Step by step solution

01

find the value of the test statistic

\(\begin{array}{*{20}{l}}{\bar x = 65.6;}&{m = 32}\\{\bar y = 59.8;}&{n = 38.}\end{array}\)

Both toughness distribution are normal.

a)

\({\sigma _1} = 1.2\)for the first sample and \({\sigma _2} = 1.1. \)for the second sample.

When there is a null hypothesis.

\({H_0}:{\mu _1} - {\mu _2} = {\Delta _0}\)

The test statistic value is based on the assumption of two normal population distributions with known \({\sigma _1}\) and \({\sigma _2}\) values, as well as two independent random samples.

\(z = \frac{{(\bar x - \bar y) - {\Delta _0}}}{{\sqrt {\frac{{\sigma _1^2}}{m} + \frac{{\sigma _2^2}}{n}} }}\)

The P value for the acceptable alternative hypothesis is derived as the sufficient area under the standard normal curve.

The hypothesis of interest are \({H_0}:{\mu _1} - {\mu _2} = 5\) versus \({H_a}:{\mu _1} - {\mu _2} > 5\)

The value of the test statistic is

\(z = \frac{{65.6 - 59.8 - 5}}{{\sqrt {1.{2^2}/32 + 1.{1^2}/38} }} = 2.89\)

The area under the standard normal curve to the right of \(z\) can be used to get the \(P\) value. The \(P\) value can be calculated using the table in the appendix or software.

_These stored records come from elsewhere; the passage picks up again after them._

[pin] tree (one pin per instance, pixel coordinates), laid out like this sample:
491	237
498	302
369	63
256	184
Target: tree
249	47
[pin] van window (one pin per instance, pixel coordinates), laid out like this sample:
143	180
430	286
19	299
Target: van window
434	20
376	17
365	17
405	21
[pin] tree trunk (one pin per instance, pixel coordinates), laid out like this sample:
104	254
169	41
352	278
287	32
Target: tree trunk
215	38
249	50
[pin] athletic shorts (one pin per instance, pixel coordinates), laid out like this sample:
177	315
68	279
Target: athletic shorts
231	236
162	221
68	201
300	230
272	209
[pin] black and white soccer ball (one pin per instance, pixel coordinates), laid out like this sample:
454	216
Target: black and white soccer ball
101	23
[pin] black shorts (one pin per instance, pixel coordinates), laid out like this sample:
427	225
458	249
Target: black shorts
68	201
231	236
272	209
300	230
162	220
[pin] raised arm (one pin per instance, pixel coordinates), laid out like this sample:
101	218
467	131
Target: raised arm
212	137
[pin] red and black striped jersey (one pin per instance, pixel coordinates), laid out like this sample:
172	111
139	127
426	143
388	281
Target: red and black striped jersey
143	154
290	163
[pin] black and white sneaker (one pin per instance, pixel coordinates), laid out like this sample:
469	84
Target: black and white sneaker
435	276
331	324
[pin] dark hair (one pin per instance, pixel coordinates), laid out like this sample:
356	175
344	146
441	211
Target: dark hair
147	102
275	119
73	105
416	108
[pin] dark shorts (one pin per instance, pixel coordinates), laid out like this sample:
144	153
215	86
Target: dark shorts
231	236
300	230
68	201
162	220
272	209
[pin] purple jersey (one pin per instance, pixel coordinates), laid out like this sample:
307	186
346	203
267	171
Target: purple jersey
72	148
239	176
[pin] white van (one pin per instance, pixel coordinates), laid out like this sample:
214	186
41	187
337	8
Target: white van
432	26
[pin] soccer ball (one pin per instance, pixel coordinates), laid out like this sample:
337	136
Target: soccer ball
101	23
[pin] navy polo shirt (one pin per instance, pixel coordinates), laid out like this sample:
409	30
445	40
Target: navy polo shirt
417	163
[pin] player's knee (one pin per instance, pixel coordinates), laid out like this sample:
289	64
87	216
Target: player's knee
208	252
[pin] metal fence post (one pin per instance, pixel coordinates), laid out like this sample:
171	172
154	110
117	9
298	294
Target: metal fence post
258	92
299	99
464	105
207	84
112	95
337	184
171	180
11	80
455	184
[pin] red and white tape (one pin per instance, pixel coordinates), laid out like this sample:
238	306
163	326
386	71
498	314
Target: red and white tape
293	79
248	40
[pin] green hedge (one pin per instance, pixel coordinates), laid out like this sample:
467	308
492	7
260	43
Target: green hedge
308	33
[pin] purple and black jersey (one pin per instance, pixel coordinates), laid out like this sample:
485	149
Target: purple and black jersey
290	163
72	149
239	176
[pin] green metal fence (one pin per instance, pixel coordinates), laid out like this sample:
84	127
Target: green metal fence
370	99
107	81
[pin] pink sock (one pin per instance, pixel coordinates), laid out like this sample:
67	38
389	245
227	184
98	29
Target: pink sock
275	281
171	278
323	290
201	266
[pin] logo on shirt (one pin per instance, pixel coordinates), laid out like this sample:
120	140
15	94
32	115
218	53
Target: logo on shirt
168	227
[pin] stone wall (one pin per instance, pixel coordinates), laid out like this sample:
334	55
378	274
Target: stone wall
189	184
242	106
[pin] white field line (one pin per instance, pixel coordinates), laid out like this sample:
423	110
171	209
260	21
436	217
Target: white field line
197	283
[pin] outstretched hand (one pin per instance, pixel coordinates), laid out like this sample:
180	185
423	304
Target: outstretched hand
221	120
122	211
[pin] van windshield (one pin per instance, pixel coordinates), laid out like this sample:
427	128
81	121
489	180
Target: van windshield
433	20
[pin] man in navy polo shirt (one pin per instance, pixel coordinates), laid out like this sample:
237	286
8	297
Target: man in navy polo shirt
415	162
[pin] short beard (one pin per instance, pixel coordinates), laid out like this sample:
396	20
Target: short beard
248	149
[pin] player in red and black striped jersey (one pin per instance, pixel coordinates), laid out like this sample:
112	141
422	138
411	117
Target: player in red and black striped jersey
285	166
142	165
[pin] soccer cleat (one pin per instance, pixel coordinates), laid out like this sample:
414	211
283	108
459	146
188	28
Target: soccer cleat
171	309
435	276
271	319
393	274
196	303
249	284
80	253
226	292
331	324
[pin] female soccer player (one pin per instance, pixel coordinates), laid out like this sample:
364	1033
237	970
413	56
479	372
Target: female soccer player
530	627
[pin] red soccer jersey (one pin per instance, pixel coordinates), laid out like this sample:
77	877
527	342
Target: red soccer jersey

\(P = P(Z > 2.89) = 1 - P(Z \le 2.89) = 1 - 0.9981 = 0.0019.\)

Since

\(P = 0.0019 > 0.001 = \alpha \)

The null hypothesis should not be reject

At level \(0.001\).

02

Compute \(\beta \)

b)

The type II error \(\beta \) for \({\mu _1} - {\mu _2} = {\Delta ^'}\) vary depending on the alternative hypothesis. \({H_a}:{\mu _1} - {\mu _2} > 5\) and \({\Delta ^'} = 1\) is the alternative hypothesis, in which case the type II error is.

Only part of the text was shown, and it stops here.